Here, I submit, is the real problem—a devaluation of the role of the laity as laity, a problem which grows from the hidden root of clericalism. This view of liturgy presupposes that the really important stuff that is done involves having a title and a vestment and a visually important role. Merely being a communicant—i.e. someone who has become a child of God and has crossed over from darkness to light, from the power of Satan to God, and who dares to stand before the heavenly God with open face and boldly call him “Our Father” and who receives the Body and Blood of his Son, after serving with those at the altar to offer the Eucharistic Sacrifice with them—this is nothing. It is does not have a title.

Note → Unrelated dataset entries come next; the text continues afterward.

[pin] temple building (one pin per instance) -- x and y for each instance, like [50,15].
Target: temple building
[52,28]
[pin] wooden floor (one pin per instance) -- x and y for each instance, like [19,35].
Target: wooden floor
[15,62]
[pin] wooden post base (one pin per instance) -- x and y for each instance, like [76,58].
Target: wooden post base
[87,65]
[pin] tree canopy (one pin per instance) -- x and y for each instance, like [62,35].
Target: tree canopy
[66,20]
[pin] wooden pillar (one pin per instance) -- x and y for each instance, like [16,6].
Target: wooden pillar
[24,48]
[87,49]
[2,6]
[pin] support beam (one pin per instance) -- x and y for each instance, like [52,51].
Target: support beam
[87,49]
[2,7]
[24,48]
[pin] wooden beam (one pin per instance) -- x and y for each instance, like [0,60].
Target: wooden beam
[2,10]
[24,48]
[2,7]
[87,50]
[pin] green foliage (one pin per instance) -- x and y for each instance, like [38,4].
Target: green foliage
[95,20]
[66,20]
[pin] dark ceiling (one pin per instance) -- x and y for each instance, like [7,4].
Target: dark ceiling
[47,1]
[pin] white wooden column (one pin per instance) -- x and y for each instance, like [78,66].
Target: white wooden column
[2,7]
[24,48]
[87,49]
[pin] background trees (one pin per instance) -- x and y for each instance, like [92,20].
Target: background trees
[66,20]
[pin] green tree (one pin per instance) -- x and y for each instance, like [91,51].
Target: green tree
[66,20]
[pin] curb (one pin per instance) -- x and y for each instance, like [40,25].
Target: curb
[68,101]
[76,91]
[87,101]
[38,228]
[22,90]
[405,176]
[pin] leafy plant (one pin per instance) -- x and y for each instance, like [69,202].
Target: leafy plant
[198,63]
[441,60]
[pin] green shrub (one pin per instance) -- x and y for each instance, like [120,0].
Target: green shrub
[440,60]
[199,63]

It does not stand out and call attention to itself. Though it feeds the soul, it does not nourish the ego.

The truth is that the very title “layman” in our culture has become synonymous with “outsider,” or “untrained.” If I say, “I am a layman in these matters,” this means that I don’t really know what I am talking about. In fact a member of the laity is the insider, the initiate, a member of the holy laos and people of God, an exalted member of the royal priesthood. Compared with this, who needs a title or a vestment or a special job? We have equated the clerical state with power, and therefore have declared the laity to be those without power, gift, or ministry. This is wrong, and in fact demonic.

Our first task must be the recovery of the dignity of the laity, and a recognition that each baptized Christian has a special gift to be used in the building up of the local Church, in service to the Christian community—a gift which may or may not come with a title or a vestment. Creating a new category of “altar girl” or finding things for them to do so that they will “feel special and valued,” as I have heard it phrased, is exactly the wrong thing to do. For our value does not depend upon jobs that are special, but upon our common membership in the holy Body of Christ.